Andrew had repeated those words over and over in his mind, the relief of Gareth’s pronouncement renewed each time.

“Those were my words, and I meant them. When we realized four years ago some aspects of that accident hadn’t been fully resolved, I had Brenner go back and talk to anyone we could find who’d been employed on our Scottish property that summer. Brenner interviewed Mother, Julia’s parents, and as many of the servants as he could locate.”

“That must have been some undertaking.”

“It took weeks, and more than one trip North,” Gareth said, “and he would have interviewed you, but you had already taken yourself off to foreign shores. In the course of his efforts, he came across the woman who had been Julia’s lady’s maid. She had since become a nanny to a cousin of a cousin and so forth, but she recalled the whole summer quite well.”

Why had Andrew never thought to do this? Why had he thought exile on the Continent his only option? “And?”

“Julia’s courses had arrived the morning before we went out on the boat, Andrew. The maid recalled how irritable and difficult her employer had been in the days leading up to the accident, knowing full well Julia had been swiving anything in breeches to try to conceive her much-vaunted child. The maid knew Julia’s patterns, however, and dreaded the tantrum that would ensue when Julia realized she wasn’t pregnant.”

Andrew tossed the ball from one hand to the other. “And that was the more you referred to?”

“Not all of it. Brenner uncovered evidence Julia had paid one of the local sailors to tamper with the rudder.”

“What in the bloody hell could she have been about?” Andrew said, standing and pacing to a dormer window, because tampering with a rudder was tantamount to… murder. Cold-blooded, premeditated, malice aforethought murder.

“Even her maid had no conjecture as to why Julia would have sabotaged a boat she herself was on, but the tampering would not have been evident except in heavy seas. If enough force were applied to the guides and cables, they would have snapped, but not in calm seas.
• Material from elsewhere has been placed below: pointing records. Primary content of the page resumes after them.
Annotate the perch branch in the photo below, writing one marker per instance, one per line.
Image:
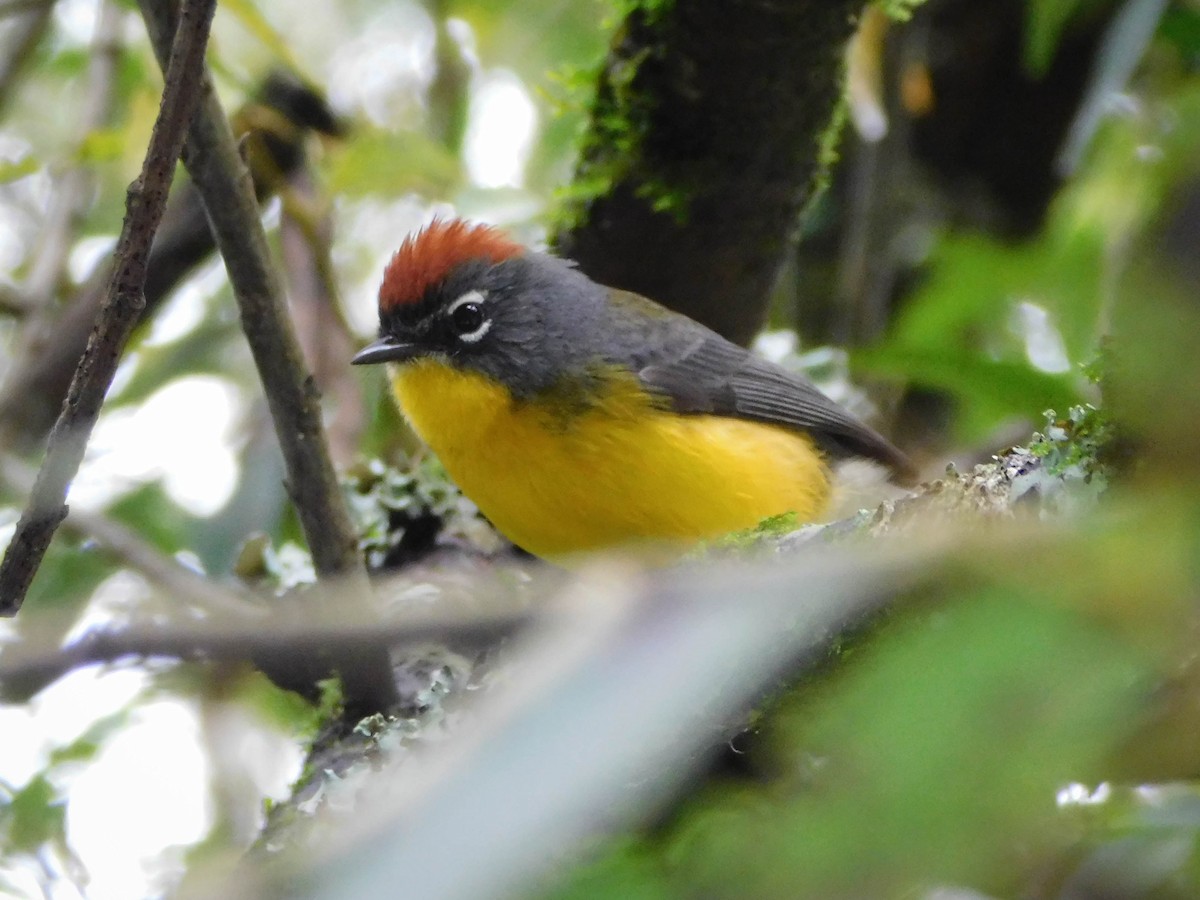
(144, 204)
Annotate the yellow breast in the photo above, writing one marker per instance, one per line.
(618, 473)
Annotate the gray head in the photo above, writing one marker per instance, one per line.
(473, 299)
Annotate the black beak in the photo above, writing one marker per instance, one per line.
(385, 349)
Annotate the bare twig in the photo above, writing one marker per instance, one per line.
(305, 240)
(289, 640)
(72, 191)
(145, 201)
(175, 580)
(226, 189)
(225, 185)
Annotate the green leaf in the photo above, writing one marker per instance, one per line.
(379, 163)
(35, 816)
(247, 13)
(993, 391)
(1044, 24)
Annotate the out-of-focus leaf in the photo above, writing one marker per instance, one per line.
(933, 757)
(67, 576)
(378, 163)
(35, 816)
(155, 517)
(1181, 27)
(17, 168)
(84, 748)
(993, 391)
(1045, 22)
(247, 13)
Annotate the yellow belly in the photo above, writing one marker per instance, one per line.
(621, 473)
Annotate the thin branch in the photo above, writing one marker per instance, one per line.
(144, 204)
(305, 241)
(227, 190)
(289, 640)
(175, 580)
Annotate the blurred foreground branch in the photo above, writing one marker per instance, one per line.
(145, 202)
(226, 189)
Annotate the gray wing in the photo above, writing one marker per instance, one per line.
(697, 371)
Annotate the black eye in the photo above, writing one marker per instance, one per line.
(467, 318)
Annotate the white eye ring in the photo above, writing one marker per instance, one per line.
(471, 297)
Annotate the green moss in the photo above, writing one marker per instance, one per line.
(611, 150)
(750, 538)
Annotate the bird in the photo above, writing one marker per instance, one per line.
(581, 418)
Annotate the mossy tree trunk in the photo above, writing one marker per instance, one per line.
(706, 141)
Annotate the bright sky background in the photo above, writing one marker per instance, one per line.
(147, 795)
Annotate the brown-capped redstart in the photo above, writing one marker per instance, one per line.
(580, 417)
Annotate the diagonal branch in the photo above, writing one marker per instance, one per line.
(225, 185)
(144, 204)
(223, 181)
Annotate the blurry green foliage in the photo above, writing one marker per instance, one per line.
(1047, 21)
(929, 757)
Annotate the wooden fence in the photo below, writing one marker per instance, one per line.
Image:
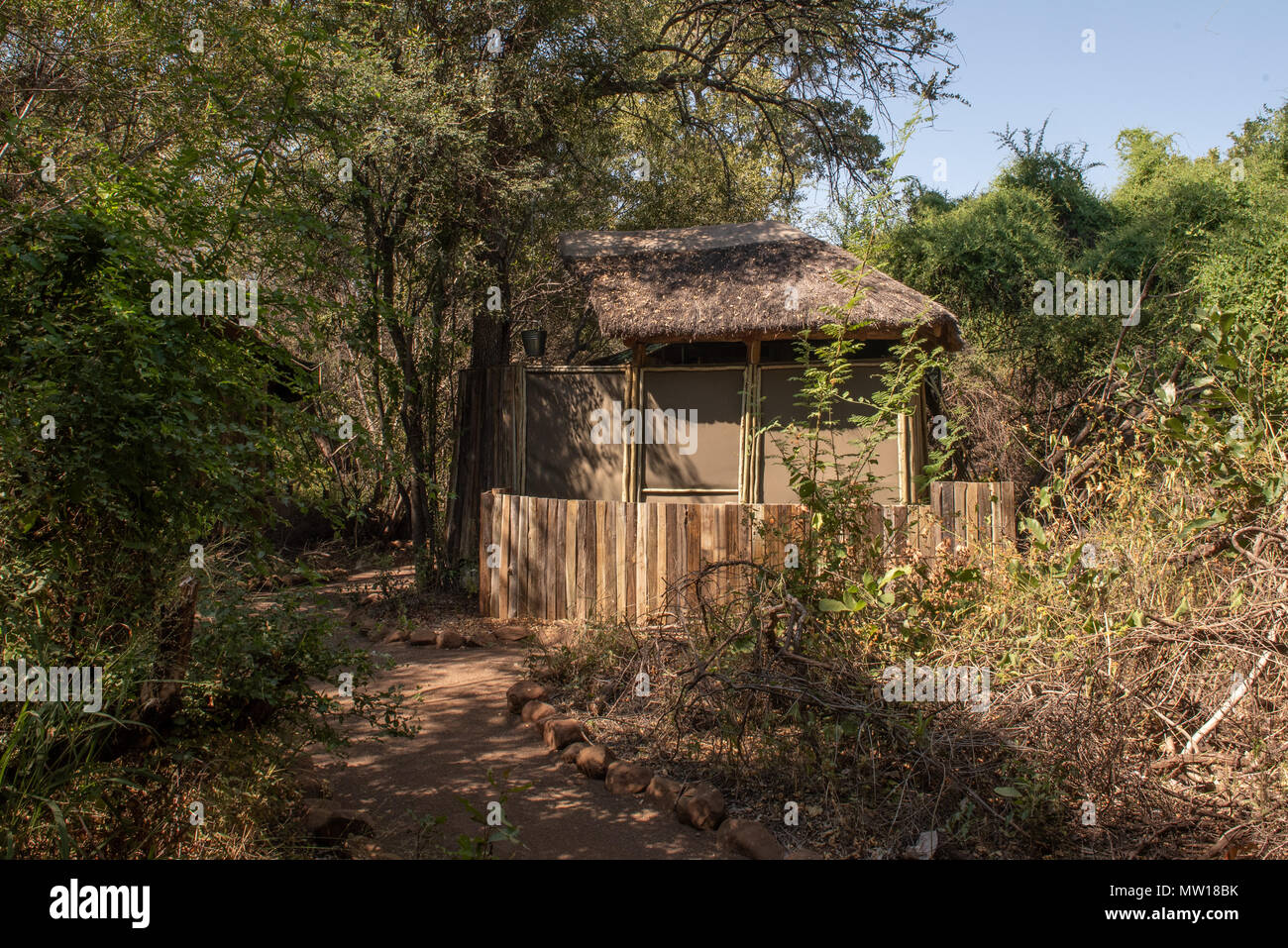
(576, 559)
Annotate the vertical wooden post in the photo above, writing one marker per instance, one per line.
(631, 454)
(748, 491)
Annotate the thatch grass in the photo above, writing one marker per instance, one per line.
(735, 281)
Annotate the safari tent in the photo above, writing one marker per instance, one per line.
(642, 441)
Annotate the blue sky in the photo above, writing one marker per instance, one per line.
(1192, 68)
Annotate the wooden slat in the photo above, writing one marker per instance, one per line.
(707, 545)
(570, 565)
(536, 544)
(496, 578)
(520, 558)
(694, 548)
(1008, 492)
(587, 561)
(631, 566)
(484, 539)
(608, 587)
(550, 563)
(622, 565)
(506, 571)
(555, 567)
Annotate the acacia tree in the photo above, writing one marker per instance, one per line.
(481, 129)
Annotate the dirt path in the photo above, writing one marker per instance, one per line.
(458, 698)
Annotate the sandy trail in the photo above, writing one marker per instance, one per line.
(458, 698)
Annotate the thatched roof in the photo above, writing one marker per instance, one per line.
(733, 281)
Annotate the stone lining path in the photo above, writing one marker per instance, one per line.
(458, 698)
And if you’ll recall, Julia was not sanguine about joining the outing.”

Gareth had carried her up the gangplank bodily, her objections peppering the air.

“Jeffrey loved to take that boat out,” Andrew recalled, facing his brother, “and the seas were calm when we cast off.”

“They were, so perhaps she was merely laying a trap to rid herself of Jeffrey at a later date, should he have been her spouse. She resisted my insistence she join the outing, if you’ll recall. Resisted bitterly. But then, Grandfather also considered himself quite a yachtsman, and Julia’s fatal trap could have been intended for him.”

“But you were prepared to spare Jeffrey the chore of marrying her, and Grandfather was happy to let you do it,” Andrew reminded his brother as he tossed him the ball.

“The offer I made to Julia was to marry her and to live with her in the household of my choosing. She did not accept that offer, because she ‘wanted to raise Jeffrey’s child’ at the family seat, where she knew Jeffrey would be forced to reside at least some of the time. I believed Jeffrey’s protestations regarding the child’s paternity, and would not capitulate to Julia’s conditions. So at the time of her death, she was not, in any sense, my fiancée, despite press and portraits to the contrary.” He punctuated that statement by aiming the ball straight at Andrew’s chest.